At the outset, Brussels and EU officials were carefully watching the developments and they were expressing their concerns about what’s going on in a candidate country. But a month after Dec. 17, we observe a more firm and outspoken Brussels slamming the Turkish government’s undemocratic acts for covering up the corruption probe at the expense of risking accession talks.
EU officials agree on the fact that the removal of hundreds of police officers and prosecutors in order to impede the corruption probe is unacceptable in the frame of transparency and accountability. Efforts to change regulations on the procedures of law enforcement and the structure of the Supreme Council of Judges and Prosecutors (HSYK) have regarded clear attempts to breach the principle of the separation of powers and of rule of law, both vital criteria for the continuation of accession negotiations.
The government initiative to re-shape the HSYK only three years after it has been approved thanks to technical assistance from the Venice Commission and political support from the EU had a deeper effect on these European bodies.
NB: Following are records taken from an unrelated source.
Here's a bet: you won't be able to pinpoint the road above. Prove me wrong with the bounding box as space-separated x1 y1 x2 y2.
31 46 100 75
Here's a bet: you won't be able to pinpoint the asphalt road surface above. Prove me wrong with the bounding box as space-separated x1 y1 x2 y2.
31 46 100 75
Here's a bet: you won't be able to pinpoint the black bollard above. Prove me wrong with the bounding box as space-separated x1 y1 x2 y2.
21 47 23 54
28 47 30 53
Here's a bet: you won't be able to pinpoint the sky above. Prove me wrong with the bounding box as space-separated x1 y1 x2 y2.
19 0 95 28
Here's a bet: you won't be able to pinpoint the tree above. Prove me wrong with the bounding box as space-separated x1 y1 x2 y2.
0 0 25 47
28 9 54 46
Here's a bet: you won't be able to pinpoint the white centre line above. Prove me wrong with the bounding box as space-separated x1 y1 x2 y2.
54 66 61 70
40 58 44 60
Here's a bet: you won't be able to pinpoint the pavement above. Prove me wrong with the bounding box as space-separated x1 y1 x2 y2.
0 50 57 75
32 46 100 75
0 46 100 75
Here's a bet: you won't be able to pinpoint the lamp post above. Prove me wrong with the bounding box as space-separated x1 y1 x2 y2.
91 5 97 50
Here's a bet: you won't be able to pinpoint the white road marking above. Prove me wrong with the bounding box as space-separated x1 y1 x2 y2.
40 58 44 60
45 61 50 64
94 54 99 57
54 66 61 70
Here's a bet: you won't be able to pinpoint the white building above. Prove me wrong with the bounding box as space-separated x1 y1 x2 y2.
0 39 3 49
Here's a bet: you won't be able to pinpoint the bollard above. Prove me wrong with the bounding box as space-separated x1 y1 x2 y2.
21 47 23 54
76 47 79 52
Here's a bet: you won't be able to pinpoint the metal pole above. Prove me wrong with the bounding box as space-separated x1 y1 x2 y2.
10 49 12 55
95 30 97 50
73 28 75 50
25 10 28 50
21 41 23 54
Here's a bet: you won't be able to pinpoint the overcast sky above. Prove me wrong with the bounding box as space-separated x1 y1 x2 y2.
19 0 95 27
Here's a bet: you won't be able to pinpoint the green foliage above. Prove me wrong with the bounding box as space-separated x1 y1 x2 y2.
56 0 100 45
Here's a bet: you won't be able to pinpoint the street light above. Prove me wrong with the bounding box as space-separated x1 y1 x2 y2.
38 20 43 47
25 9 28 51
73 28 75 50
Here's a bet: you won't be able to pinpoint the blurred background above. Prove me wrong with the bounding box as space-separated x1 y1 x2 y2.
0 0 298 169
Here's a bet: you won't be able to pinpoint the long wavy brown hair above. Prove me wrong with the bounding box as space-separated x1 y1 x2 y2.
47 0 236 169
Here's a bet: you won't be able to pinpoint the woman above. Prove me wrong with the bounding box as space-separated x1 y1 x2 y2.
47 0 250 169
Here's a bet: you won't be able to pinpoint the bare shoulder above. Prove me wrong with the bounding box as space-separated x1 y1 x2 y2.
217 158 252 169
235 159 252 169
More and more members of the European Parliament and other officials are voicing an intention to suspend the already slowed down accession negotiations. It’s sad to see these sort of hazy ideas are floating around again. That’s why the Republican People’s Party (CHP) leader Kemal Kılıçdaroğlu’s letter to President of the European Council Herman van Rompuy is very important and timely:
“As we are grappling with the challenges to our democracy and the rule of law at home, it is important the EU reaffirms clearly and unequivocally its commitment to Turkey’s accession under the agreed terms of conditionality. A contrary course of action by the EU and any EU message in the opposite direction would only strengthen the hands of those who would wish to steer Turkey away from its Euro-Atlantic moorings.”
Kılıçdaroğlu underlines the need for the EU to continue expressing its concerns with the state of affairs and in calling for the respect of freedoms of expression, press, assembly and communication and that Erdoğan’s visit to Brussels on Jan. 21 would be a timely opportunity for this to happen.
As a matter of fact, senior EU officials are making preparations for the best expression of these concerns as EU’s commissioner Stefan Füle requested the new EU Minister and Chief Negotiator Mevlüt Çavuşoğlu to convey EU’s messages to Ankara in their last encounter in Brussels on Dec. 14.
We don’t know whether the government received messages from Brussels in the right way, but it’s sure that we’ll have a better view on the fate of the Turkish accession process after Erdoğan’s visit to EU’s capital.